Zahl der Corona-Intensivpatienten sinkt auf neues Tief

Die Zahl der Corona-Intensivpatienten hat am Montag den niedrigsten Stand erreicht, seit im April alle Krankenhäuser zur Meldung verpflichtet wurden, meldet dernewsticker.de. Demnach waren am Montagabend gegen 20 Uhr 228 Covid-19-Patienten auf einer Intensivstation in Deutschland. Zu Beginn der Messreihe seien es mehr als zehnmal so viele gewesen. Rund 9.500 Intensivbetten seien am Montagabend frei gewesen, etwa 20.900 mit anderen Patienten belegt.

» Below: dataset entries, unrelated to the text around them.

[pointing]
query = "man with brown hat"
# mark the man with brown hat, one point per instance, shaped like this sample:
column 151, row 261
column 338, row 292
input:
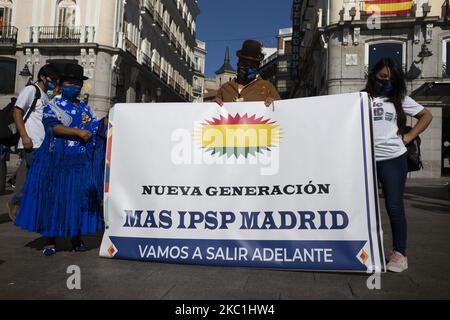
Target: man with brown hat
column 248, row 86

Gesundheitsminister verhindern Fußball mit Zuschauern

Die Gesundheitsministerkonferenz (GMK) lehnt Zuschauer in Fußballstadien ab, meldet dernewsticker.de. Die Landesminister seien gemeinsam mit dem Bundesgesundheitsminister zu der Überzeugung gelangt, dass die Öffnung der Stadien in der aktuellen Corona-Pandemielage nicht vertreten werden könne, habe Berlins Gesundheitssenatorin Dilek Kalayci (SPD) am Montagabend gesagt. Dies wäre nach Auffassung der Gesundheitsministerkonferenz das falsche Signal, auch an andere gesellschaftliche Bereiche, habe es geheißen. Ähnlich hätte sich schon vorab bereits Bundesgesundheitsminister Jens Spahn (CDU) geäußert. Analog zu den bis Ende Oktober untersagten Großveranstaltungen könne es erst im Herbst zu einer erneuten Bewertung kommen.

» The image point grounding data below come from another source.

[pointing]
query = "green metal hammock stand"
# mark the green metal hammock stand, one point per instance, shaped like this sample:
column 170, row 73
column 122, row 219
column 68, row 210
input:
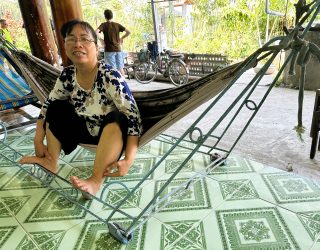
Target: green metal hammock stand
column 208, row 141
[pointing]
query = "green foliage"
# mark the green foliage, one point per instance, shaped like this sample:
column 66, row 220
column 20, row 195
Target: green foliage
column 218, row 26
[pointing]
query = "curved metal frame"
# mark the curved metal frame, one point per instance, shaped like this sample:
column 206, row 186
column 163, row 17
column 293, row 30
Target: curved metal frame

Griechenland verschärft Beschränkungen wieder

Die griechische Regierung hat umfangreiche Einschränkungen für zahlreiche Urlaubsregionen und Städte angeordnet, meldet orf.at. Zudem sei die traditionelle Messe von Thessaloniki (5. bis 13. September) abgesagt worden. Deutschland wäre in diesem Jahr das Partnerland dieser Messe gewesen.

Nachdem am Vortag mehr als 200 nachgewiesene Coronavirus-Fälle (bei 10.7 Millionen Einwohnern) gemeldet worden seien, müssten alle Tavernen, Bars und Discotheken in zahlreichen Regionen des Landes, darunter auf Kreta, Santorin, Mykonos und anderen bekannten Urlaubsregionen, um 24.00 Uhr schließen. Diese Maßnahme gelte vorerst bis 23. August, habe eine Regierungssprecherin in Athen mitgeteilt.

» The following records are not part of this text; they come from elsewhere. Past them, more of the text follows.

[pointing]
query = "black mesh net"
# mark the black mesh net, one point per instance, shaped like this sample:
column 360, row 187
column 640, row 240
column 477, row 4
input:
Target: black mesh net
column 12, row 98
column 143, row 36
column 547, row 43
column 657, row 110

Zudem müssten alle auf dem Landweg Einreisenden ab 17. August einen negativen Coronavirus-Test vorlegen, egal aus welchem Land sie stammten. Der Test dürfe nicht älter als 72 Stunden sein. Das Auswärtige Amt in Berlin habe seine Reisehinweise für Griechenland entsprechend aktualisiert.

Slowakei weist russische Diplomaten wegen Spionage aus

Die Slowakei weist drei russische Diplomaten wegen Spionage aus, meldet orf.at. Das habe der Sprecher des slowakischen Außenministeriums gegenüber der Tageszeitung „Dennik N“ heute bestätigt, wie die Nachrichtenagentur CTK berichtet habe. Laut dem Portal Aktualne.sk hätten die drei Männer für den russischen Geheimdienst gearbeitet. „Ich kann den Namen der in der russischen diplomatischen Mission tätigen Personen nicht nennen“, habe Juraj Tomaga, der Sprecher des Außenministeriums in Bratislava, gesagt. Gleichzeitig könne er aber die Entscheidung zur Ausweisung der drei Männer bestätigen.

Der slowakische Geheimdienst hätte gemeldet, dass die Aktivitäten der drei russischen Diplomaten der Wiener Konvention über diplomatische Beziehungen widersprechen würden. Außerdem wären im slowakischen Konsulat in St. Petersburg ausgestellte Visa missbräuchlich verwendet worden. In diesem Zusammenhang sei es auch zu einem schweren Verbrechen auf dem Territorium eines anderen EU- und NATO-Staates gekommen, so Tomaga weiter, ohne das näher auszuführen.